Frank Janssen, once a world-class parapenter, gets paralyzed after he crashes against a mountain wall. He fights hard to find a way to walk again. Once able to stumble, he climbs a mountain and dives down from it again, searching for that mysterious jet stream high in the sky that leads to a remote mountain colony of hundreds of vultures in the Spanish Pyrenees. Flying among these vultures is the way for him to feel “whole” again …. A story about will power and overcoming gravity.

Frank Janssen (47) was once part of the Dutch Parapenters team. All over the world he jumped with his parasail at great heights from mountain slopes, steep rock faces, and cliffs.

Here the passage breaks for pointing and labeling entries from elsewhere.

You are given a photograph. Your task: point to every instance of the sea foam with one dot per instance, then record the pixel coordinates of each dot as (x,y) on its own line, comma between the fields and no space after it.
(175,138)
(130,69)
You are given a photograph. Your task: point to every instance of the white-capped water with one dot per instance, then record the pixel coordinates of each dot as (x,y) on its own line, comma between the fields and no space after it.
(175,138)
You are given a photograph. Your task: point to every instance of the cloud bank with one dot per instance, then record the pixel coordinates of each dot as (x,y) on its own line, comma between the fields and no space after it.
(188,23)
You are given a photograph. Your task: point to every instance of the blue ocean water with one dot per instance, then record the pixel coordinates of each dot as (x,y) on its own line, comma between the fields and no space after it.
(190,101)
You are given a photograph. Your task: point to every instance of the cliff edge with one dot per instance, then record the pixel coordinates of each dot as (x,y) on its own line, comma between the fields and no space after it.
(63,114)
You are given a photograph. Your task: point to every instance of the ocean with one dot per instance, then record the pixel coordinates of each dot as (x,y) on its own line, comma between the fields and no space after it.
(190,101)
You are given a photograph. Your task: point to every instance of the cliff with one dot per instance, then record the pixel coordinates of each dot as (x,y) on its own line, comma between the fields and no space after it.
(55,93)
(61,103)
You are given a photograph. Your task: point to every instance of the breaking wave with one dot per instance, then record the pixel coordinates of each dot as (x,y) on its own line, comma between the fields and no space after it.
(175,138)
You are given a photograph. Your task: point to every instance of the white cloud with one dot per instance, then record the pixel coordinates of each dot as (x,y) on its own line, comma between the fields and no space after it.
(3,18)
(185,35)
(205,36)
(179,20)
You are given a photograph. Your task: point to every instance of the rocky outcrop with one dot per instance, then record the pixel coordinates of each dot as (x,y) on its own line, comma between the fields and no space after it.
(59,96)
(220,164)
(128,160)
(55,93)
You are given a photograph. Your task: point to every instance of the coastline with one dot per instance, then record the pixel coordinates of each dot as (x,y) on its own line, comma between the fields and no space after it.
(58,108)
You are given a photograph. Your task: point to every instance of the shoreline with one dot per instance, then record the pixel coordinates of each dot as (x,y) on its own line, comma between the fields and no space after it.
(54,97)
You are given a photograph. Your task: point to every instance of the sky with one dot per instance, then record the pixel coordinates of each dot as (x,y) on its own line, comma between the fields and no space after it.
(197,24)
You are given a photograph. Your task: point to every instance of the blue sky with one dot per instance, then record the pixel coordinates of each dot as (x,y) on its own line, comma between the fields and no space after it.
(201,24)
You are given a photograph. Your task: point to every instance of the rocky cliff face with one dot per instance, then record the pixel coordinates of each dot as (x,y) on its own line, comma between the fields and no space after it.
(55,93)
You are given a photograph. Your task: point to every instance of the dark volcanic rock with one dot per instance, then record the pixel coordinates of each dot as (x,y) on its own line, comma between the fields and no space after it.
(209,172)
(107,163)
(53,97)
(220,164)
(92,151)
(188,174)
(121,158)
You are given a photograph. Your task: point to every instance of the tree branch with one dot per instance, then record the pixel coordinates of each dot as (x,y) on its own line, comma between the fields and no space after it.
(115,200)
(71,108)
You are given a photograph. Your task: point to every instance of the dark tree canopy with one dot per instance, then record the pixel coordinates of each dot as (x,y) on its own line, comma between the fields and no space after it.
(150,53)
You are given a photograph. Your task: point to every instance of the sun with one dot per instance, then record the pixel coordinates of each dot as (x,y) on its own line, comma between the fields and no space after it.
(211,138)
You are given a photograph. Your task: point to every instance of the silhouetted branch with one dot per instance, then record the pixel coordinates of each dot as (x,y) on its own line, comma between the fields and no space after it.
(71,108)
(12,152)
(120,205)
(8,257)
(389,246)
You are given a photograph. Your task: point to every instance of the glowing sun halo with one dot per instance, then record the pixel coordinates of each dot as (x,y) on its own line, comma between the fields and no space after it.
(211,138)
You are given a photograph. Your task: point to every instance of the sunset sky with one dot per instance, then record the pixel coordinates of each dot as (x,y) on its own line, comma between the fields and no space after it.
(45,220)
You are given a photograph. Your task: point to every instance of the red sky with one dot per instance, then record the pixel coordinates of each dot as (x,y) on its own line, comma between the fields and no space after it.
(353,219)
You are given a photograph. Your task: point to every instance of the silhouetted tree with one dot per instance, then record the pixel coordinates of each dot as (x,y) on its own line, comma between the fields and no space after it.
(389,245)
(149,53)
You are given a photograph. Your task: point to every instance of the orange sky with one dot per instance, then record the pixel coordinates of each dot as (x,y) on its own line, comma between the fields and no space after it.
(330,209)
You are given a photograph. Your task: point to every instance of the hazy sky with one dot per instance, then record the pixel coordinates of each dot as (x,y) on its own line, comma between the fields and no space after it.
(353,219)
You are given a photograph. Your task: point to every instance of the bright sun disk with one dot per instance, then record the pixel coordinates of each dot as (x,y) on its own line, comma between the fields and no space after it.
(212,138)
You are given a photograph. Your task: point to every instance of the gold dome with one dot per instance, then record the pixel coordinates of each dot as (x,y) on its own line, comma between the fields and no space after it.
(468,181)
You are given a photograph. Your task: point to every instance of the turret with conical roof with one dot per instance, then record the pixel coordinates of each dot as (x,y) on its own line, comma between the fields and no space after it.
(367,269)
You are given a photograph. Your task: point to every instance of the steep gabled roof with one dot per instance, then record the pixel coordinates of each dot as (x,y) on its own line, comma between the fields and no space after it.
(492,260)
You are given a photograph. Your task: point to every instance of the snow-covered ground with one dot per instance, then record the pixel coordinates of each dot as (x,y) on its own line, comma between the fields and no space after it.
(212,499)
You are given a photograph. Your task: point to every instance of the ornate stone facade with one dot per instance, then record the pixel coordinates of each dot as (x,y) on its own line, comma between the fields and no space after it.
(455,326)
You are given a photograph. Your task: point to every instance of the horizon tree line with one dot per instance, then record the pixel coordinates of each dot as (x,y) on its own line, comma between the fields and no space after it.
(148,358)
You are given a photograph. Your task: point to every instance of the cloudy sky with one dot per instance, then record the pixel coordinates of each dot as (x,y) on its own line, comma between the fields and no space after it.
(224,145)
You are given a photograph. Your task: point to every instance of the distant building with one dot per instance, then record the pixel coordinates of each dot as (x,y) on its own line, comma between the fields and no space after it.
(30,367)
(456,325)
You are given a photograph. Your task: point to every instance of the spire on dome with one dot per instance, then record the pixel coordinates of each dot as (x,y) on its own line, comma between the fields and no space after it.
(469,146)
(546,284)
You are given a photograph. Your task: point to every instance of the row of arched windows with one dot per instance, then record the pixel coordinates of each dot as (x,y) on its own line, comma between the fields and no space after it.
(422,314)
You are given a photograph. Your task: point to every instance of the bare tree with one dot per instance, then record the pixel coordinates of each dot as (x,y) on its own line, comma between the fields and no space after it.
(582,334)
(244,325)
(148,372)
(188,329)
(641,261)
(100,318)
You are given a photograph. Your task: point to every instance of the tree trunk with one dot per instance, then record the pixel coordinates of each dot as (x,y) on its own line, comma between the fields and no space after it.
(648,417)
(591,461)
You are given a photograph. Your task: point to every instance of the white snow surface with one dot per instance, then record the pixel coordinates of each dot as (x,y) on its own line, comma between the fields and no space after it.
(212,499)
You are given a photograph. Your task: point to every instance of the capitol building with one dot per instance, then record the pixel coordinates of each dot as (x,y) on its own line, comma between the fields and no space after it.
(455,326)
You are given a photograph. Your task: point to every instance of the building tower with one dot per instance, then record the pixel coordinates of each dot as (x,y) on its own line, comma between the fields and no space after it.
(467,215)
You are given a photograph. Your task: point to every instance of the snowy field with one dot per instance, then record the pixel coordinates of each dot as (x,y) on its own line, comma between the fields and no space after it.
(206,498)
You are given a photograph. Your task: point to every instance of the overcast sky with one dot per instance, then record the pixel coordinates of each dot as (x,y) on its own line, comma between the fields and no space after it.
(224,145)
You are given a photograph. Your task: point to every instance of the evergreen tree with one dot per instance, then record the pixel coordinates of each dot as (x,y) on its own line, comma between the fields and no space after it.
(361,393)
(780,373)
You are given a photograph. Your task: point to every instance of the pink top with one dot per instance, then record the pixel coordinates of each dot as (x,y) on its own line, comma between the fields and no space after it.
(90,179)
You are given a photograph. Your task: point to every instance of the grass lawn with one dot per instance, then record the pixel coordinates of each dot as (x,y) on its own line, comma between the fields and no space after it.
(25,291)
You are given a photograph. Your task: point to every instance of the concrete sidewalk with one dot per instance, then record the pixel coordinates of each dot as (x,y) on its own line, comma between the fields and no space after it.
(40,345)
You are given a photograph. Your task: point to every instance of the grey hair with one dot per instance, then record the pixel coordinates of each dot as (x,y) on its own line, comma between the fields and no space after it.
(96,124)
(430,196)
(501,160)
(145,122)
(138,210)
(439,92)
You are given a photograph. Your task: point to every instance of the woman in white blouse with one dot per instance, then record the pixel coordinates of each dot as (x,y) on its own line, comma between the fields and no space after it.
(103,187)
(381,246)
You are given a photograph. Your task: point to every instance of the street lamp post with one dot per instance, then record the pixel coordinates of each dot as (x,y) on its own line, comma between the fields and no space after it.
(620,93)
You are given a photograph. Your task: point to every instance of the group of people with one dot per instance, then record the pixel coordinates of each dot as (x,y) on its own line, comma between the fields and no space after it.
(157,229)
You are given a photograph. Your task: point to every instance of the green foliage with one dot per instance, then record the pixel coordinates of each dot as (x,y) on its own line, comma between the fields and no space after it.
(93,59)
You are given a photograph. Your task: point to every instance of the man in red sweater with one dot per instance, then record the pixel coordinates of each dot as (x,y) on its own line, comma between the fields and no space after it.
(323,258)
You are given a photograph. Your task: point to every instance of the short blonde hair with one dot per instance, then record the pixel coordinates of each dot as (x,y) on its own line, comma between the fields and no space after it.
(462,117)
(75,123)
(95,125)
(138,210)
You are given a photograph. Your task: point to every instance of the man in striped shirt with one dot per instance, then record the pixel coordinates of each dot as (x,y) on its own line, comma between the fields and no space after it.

Until that one jump proved fatal to him in 1997. Frank broke his back and had to continue living with the effects of a partial spinal cord injury. Both his legs have been paralyzed ever since. Anyone expecting a passive, gloomy man in a wheelchair from now on, is sorely mistaken about Frank Janssen. When I visited him at home recently, I rarely saw someone with so much zest for life and so much boundless energy. Somehow, in the years since his accident, he has managed, with some sort of supporting prostheses on both legs, to find a way of walking again. A way that is painful and hard for him, but also enough to carry his body uphill again, even if he has to take those enormous pains for granted to do so. Something he managed to do again for the first time after a grueling struggle.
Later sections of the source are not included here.